O’Brien said she believes there are health benefits to cold therapy, which she said can help lower inflammation. She also cited well-known Dutch extreme athlete, Wim Hof, or Iceman, who is famous for withstanding cold and other extreme conditions. Hof is a Guinness world record holder for his cold exposure exploits such as the longest swim under ice, and bases his abilities on his Wim Hof method of conditioning incorporating breathing, commitment and cold therapy.
She said her first exposure to cold water therapy was as a kundalini yoga teacher. O’Brien said ishnaan is an ancient practice calling “the cold shower you should take everyday to stay happy and healthy.”
Thomas said each member has taken their own personal journey the past several months in regards to open water swimming.
“We started swimming in May. We meet daily in summer, and well into September. Then started the challenge in October. I am the only one that swims any cold water distance. The other girls each do a version that challenges them. Some a few strokes, some a dunk, some a quick in and out,” she wrote. “But, as the months have progressed, each person has challenged themselves to a little bit more than last month because they feel more confident and comfortable.”

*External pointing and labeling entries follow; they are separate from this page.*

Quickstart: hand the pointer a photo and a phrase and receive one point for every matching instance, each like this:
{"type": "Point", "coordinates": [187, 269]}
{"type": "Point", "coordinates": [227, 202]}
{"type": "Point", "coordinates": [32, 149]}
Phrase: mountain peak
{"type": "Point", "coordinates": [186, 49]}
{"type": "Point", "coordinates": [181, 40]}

Some of the members wear a three-quarter to full body wetsuit, while others wear a swimsuit, but they all have transitioned to more and more immersion to acclimatize their bodies to open water swimming, which has temperatures that fluctuate and change to the season.
As boundaries go, everyone has their own.
Thomas so far has swam the greatest distance and hopes to keep progressing.
“It was really cold in January, more so than Christmas Eve, (I may have been lacking in calories after a long ski before) but it was challenging to feel comfortable for more than 100 metres. I wanted to swim down stream from bridge to bridge [on the Gull River] for maybe March. But I might need a buddy to push me,” she said.
She adds getting in the water during these colder days isn’t the issue.
“It’s easy to run in the water. The hardest part is envisioning how you will warm up afterwards!” she wrote in a text.